So now I have three measures and somewhere between four and six baselines. But wait, we’re not done yet. Do you think that lighting retrofit is going to have an impact on the chiller loads?
If you said yes, you get a gold star. More efficient lighting means less heat in the space, so the chiller will see less load. Don’t forget to include that interactive effect in all your calculations “downstream” of the lighting measure.
Now submit all your calculations to the IOU for review. Those calculations will go to the utilities 3rd Party reviewer (full disclosure – kW has done a ton of these reviews) where they will check your calculations, baselines, assumptions and attribution and justification for why the owner isn’t a free-rider. This all gets bundled up into a package now known in our regulator environment as “Preponderance of Evidence” or POE (yep we’ve even got an acronym for that).
Since you have a large project; all your POE will likely be reviewed by the CPUC. If there’s something amiss (different assumptions for baseline, lifetime, schedule, specs, or just not explained well enough) it will get kicked back to you for revision. This process often, literally takes months and all the while, your customer is dutifully waiting to complete their retrofit because if they don’t, the incentive (and as an implementer your “credit” for the savings) may be in jeopardy.
Most of this complication results from trying to parcel out which kWh’s result from what action…as if we can even do that. Pardon me if I see attribution, at best, as a bit delusional. Savings, after all, is what didn’t happen. So our careful bookkeeping is pretty suspect anyway. Oh and then when the program’s over, we’ll need to bring in the EM&V team and do the calculations all over again just to be sure.
Meanwhile, the old chiller continues to run, the lights continue to shine, and the planet gets hotter.
And you may ask yourself, well, how did I get here?
All this process was developed with the best intentions to protect ratepayer dollars. If we’re going to buy energy savings with public money, it’s reasonable to expect that we check to make sure we’re getting people’s money’s worth. Each of the steps above came from the EE community trying to hone our approach and take account of real factors that impact savings. But we’re overwhelming ourselves in details and it’s not just slowing us down, it’s diminishing the resource.
Excessive efforts towards attribution not only slows us down,
it diminishes the available resource by adding cost.
Energy efficiency must compete with other resources like distributed generation, demand-response, storage, and supply-side generation based on cost. We’re now seeing this competition play out in a very direct way with local capacity bids (such as the recent Oakland Clean Energy Initiative) that explicitly evaluates energy efficiency offers on the basis of resource cost. This trend promises to continue as efforts like New York’s Reforming the Energy Vision (REV) build steam (pun intended).
One competitive luxury that energy efficiency has in these bids is that, to a degree, we have influence over the price of the resource.

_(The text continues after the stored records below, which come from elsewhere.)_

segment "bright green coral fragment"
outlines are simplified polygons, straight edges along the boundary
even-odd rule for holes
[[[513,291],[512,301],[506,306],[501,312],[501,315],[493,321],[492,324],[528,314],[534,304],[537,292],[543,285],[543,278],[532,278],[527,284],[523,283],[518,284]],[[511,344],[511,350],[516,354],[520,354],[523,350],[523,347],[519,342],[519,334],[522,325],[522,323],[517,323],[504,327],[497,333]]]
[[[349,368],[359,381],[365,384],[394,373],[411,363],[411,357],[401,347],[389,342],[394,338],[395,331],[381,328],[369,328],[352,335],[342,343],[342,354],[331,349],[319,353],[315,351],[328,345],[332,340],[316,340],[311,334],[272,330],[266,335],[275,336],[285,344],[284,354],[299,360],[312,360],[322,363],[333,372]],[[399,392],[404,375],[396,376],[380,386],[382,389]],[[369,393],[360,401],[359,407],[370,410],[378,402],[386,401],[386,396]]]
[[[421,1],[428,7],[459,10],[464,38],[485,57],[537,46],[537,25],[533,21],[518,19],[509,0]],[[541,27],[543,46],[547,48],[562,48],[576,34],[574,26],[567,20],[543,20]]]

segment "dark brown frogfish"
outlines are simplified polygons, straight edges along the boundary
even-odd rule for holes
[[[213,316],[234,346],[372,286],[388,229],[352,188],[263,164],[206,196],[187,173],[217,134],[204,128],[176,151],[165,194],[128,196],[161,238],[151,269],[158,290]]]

If I want cheap EE, I can design my program to target measures that will get quick adoption, that have short payback periods and reliable savings. We call this “cream-skimming” and it results in “stranded” EE measures. Once I’ve skimmed the cream (i.e. done the cheap stuff), I no longer have those measures to roll into a more attractive package with deeper savings. Measure-by-measure attribution, and the complications associated with it, encourage us to do just that – keep it cheap, simple, defensible – and attributable with precision (if not accuracy).
Can’t we just measure pre- and post- installation then subtract?
Our customers see things much more simply. They want to look at their bills after the project and see them go down enough to pay for what they did. End of story. When you begin to explain all the unintended consequences of attribution to them, you quickly lose their attention. “Wait you want me to not replace the chiller yet because it will take a few months to find out whether I get an incentive? You’re kidding, right?”
Simply subtracting post-install consumption from pre- may be too simple, but you can correct for the right factors, which is exactly what California Law now tells us to do.
AB 802 directs us to seek all energy savings in existing buildings
California’s Assembly Bill 802 (AB 802) sought to simplify our approach to energy efficiency by “taking into consideration the overall reduction in normalized metered energy consumption as a measure of energy savings.” The law gave birth to another new acronym, NMEC, and a new programmatic approach (more here from our prior post).
NMEC promises to simplify our approach by looking at savings at the whole-building level so that, hopefully, we can focus on achieving savings, rather than attributing savings and demonstrating a Preponderance of Evidence for savings (as if we were energy efficiency criminals – sheesh). But if the regulatory environment doesn’t let go of the measure-by-measure, multiple-baseline, multiple-lifetime, interactive savings calculations, new programmatic efficiencies under NMEC will be elusive. Instead of streamlining efforts (as intended by AB 802) we’ll now have to do all those old calculations to show attribution AND show the NMEC results too.
I hope regulators will see how important this issue is and consider revising outdated and prohibitive processes. Measure-by-measure has worn out its welcome. New approaches are imperative to make energy efficiency more cost-effective and achieve a bigger impact on climate change. We have important problems to solve so let’s focus on the bottom line savings and figure out how to credit those that achieve those savings more effectively. Imagine what we could do with all the hours and dollars we’re spending on attributing savings, instead of counting them, one kilowatt-hour, one therm, one pound of steam, at a time.